Когда вырастают вдруг на пути храмы, пережившие Великую Отечественную войну, в памяти всплывает тот, доразрушенный недавно в Белгородской области, в котором служил регентом прадед Тихон… И понимаю, осознаю, ощущаю, отчего говориться "с Божьей помощью". Церкви, часовенки, это как те веточки-палочки-подпорки для ростков человеческой души. Дабы выстояли, укрепились, выросли до небес и дали добрые плоды…

И таковы они все, каждая из церквей России. Как бы глубоко не погрузился ты в пучину ея земель, а и найдётся хотя одна, к которой устремляешься сперва взглядом, да потом уж и душой. И в преклонении к церкви не отыщешь уничижения к себе, но лишь воспрянешь духом.
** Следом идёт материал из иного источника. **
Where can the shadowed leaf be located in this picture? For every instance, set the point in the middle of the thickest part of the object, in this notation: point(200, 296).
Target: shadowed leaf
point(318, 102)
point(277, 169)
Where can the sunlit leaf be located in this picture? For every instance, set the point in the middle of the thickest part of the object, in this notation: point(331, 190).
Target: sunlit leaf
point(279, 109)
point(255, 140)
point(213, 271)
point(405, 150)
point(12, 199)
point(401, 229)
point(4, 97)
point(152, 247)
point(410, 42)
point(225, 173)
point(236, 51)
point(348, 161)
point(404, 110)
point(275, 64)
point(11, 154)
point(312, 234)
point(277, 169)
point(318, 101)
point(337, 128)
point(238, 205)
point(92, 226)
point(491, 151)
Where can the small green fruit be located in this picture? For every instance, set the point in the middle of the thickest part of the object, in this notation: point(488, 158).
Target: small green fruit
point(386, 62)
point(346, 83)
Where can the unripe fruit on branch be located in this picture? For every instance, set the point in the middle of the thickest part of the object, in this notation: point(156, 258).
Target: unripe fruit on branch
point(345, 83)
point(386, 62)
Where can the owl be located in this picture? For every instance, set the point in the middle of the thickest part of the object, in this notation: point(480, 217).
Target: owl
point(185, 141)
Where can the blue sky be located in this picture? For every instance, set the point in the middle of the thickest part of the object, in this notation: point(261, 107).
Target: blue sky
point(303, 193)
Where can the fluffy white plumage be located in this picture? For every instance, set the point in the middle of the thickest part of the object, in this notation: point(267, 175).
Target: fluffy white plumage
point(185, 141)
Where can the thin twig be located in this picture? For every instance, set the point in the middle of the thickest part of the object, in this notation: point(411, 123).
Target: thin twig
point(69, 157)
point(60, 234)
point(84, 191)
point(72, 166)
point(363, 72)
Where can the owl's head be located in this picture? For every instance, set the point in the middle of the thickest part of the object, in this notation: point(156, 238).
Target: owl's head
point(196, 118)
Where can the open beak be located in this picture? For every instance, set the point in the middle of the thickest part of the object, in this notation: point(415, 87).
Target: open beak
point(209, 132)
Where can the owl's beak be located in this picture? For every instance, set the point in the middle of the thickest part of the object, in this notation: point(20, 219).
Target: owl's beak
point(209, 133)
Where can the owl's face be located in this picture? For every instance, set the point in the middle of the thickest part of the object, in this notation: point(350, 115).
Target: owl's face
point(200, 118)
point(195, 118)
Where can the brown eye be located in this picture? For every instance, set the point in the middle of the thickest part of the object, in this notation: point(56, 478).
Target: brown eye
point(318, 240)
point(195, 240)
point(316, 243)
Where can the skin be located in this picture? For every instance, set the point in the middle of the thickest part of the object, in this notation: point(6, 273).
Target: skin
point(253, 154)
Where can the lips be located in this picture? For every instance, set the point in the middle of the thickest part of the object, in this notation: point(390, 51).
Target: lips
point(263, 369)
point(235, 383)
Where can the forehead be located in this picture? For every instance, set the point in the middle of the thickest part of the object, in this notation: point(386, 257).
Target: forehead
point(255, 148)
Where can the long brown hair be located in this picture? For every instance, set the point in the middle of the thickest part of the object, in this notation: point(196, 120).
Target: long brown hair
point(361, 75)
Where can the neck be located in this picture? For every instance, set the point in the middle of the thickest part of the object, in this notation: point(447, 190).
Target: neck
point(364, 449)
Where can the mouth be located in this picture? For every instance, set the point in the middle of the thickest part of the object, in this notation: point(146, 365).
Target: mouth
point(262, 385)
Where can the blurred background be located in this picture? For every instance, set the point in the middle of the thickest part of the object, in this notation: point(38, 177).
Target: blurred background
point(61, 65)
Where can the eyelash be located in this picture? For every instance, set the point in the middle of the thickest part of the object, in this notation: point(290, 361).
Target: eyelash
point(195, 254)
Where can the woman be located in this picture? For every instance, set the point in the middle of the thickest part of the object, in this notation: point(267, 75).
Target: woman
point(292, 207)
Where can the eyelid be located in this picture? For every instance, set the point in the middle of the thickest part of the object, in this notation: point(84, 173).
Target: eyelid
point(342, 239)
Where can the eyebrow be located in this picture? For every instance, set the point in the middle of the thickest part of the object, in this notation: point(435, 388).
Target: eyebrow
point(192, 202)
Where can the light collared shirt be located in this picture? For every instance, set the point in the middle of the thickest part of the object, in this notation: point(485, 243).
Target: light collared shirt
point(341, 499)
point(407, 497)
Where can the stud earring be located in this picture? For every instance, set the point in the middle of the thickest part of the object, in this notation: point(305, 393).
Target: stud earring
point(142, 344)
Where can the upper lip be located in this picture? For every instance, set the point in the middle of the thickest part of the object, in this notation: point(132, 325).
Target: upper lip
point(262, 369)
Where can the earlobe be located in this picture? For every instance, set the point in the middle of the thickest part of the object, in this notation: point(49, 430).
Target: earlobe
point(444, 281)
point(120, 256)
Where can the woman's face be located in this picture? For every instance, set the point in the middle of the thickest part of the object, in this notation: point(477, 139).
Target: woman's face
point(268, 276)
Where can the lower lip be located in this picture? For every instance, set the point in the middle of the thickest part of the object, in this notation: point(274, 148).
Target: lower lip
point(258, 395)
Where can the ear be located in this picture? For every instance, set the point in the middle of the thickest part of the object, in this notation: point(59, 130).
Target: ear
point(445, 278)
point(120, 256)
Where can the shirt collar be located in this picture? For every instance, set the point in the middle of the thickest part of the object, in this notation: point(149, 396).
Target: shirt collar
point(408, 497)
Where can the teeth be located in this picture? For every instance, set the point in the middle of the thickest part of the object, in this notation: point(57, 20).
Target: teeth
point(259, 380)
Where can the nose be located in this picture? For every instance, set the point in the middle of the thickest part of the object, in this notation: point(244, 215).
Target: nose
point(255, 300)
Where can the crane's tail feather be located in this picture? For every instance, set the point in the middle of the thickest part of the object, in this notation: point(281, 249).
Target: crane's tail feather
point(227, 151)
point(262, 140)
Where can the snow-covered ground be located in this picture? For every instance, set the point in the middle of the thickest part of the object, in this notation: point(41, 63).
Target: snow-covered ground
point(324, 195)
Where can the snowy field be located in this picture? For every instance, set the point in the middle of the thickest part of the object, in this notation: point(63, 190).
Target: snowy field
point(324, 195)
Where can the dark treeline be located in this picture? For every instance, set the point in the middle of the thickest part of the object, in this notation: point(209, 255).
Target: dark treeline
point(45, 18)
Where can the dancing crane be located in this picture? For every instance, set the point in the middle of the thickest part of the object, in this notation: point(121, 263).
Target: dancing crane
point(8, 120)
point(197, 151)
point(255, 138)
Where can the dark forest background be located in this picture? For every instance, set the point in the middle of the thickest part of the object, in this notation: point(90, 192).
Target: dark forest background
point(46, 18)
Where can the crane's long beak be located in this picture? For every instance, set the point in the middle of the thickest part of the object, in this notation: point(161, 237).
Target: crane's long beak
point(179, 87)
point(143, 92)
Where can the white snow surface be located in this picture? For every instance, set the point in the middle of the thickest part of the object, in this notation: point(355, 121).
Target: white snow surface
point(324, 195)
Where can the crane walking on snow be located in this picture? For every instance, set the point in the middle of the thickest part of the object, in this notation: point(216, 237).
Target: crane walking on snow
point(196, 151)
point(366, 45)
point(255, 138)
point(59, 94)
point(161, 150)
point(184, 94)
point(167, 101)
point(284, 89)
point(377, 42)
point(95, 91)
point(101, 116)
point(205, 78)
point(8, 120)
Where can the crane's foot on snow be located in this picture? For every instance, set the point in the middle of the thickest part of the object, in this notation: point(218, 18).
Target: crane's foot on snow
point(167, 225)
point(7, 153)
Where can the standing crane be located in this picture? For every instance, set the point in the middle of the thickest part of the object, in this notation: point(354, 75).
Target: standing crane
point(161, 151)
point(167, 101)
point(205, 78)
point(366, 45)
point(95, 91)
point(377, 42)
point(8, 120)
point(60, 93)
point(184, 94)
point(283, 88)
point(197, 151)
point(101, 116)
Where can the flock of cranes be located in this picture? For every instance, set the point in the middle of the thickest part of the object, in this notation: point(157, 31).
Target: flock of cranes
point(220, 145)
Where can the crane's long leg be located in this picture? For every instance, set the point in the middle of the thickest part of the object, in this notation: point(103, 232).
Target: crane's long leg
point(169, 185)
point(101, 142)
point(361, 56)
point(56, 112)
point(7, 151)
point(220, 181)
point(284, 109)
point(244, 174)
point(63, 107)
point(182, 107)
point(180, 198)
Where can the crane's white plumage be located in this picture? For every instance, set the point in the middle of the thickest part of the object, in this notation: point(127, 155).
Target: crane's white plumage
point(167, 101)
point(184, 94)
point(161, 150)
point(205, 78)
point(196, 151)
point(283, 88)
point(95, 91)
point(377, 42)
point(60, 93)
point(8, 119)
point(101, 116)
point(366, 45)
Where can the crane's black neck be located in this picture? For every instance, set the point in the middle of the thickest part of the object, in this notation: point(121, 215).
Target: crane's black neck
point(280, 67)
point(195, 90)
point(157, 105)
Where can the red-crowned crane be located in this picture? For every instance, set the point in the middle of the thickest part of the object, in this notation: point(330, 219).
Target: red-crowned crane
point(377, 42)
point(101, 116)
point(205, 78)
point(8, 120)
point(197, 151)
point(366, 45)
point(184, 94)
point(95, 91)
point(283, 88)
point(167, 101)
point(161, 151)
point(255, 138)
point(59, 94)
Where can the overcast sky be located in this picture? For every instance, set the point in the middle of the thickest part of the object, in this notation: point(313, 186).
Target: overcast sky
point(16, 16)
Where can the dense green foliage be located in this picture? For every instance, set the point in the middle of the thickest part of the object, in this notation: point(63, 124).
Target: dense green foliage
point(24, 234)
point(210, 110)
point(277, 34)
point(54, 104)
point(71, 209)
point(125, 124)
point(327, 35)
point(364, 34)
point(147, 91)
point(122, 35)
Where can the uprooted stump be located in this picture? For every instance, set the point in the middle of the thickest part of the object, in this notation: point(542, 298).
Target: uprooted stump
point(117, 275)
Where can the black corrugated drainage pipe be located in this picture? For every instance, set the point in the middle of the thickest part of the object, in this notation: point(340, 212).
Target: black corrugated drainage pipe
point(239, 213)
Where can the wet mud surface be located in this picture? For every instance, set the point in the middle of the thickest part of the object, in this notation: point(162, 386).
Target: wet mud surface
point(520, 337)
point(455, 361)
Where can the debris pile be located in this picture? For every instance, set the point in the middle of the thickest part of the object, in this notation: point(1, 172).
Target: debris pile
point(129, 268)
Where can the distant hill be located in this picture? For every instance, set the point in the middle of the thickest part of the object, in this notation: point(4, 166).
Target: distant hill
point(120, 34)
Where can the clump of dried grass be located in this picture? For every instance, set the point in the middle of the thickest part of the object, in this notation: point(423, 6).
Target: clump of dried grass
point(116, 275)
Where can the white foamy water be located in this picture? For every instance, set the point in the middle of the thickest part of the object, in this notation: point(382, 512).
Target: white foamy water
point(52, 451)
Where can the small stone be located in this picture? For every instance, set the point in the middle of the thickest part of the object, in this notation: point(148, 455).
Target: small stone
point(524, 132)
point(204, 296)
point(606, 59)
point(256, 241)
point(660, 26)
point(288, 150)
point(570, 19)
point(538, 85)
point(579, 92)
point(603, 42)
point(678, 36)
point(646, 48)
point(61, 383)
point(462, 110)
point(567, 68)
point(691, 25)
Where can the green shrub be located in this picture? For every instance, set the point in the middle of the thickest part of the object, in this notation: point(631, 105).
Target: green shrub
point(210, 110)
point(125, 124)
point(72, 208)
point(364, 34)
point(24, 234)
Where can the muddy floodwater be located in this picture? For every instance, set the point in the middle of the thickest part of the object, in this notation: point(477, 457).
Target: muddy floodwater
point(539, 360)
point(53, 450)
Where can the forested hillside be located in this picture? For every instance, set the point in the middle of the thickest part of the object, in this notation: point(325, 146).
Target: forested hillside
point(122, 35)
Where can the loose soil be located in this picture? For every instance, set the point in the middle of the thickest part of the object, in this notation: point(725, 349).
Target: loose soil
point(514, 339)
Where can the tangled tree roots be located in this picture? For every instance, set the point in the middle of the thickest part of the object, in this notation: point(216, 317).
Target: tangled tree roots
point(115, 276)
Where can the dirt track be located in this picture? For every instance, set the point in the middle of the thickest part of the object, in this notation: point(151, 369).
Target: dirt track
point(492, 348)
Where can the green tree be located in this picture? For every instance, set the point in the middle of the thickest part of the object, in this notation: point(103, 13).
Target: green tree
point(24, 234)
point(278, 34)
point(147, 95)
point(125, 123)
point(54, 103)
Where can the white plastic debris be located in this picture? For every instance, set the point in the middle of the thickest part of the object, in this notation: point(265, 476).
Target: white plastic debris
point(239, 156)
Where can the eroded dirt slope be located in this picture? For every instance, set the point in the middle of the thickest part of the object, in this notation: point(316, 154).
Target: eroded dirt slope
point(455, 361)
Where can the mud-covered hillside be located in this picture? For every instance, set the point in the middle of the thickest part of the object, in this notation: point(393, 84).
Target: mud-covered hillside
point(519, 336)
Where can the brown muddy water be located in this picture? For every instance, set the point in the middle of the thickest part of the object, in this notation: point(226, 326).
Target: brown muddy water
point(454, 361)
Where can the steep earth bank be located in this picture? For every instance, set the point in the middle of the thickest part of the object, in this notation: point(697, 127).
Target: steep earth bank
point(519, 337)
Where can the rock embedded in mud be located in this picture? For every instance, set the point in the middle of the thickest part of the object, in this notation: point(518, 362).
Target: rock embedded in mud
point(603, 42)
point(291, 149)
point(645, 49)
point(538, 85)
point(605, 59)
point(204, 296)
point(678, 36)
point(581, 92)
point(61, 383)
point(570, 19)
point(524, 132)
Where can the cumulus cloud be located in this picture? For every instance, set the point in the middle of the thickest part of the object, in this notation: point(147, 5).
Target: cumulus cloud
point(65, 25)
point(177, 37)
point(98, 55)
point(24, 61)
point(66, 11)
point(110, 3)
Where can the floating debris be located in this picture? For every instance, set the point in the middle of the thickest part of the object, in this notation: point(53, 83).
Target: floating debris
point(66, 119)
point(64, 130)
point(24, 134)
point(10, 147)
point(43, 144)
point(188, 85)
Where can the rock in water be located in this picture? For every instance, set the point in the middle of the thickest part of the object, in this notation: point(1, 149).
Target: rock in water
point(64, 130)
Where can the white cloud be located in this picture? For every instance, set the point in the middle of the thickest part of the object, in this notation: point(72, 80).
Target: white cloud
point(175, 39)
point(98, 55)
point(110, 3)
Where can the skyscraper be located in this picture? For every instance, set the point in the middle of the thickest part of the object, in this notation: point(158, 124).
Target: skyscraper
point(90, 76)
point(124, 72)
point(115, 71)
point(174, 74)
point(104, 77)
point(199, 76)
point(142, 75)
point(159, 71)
Через любовь, с верой в которую рождён всякий, появившийся на этот свет.

Храмы России… И… да простят мне мою смелость, – но Россия и сама – Храм, под сводами которого все мы, где для каждого найдётся место, дело и слово. Доброе или по заслугам, – кому как.

За что воюю…

– Тебе… нравится?! Правда?!

– Правда.

– Но ведь это всё как бы о природе.

– И что. Зато я знаю теперь, за что воюю.

– А раньше?

Скраденная осенью трава, выданная теперь морозом с потрохами, со всеми её сколами, заусеницами и неровностями, сияет в ночи под пристальным оком луны. Алмазная её седина, волосок к волоску, добавляет суеты и благородства, коли можно им побывать сторонами одной медали, тем ипостасям, так не отыскать лучшего на то случая.– Не задумывался. И не воевал.

Впрочем, изомни суету, испорти, не оставь от нея камня на камне, – оно и не сделается с нею ничего. Ибо – суета, обычай, презираемая всеми бытность, на пьедестале коей покоятся безупречные и утончённые, которых только тронь, взирая иронично и брезгливо, с высоты своей отстранённости… Что станется с ними? Что останется от них?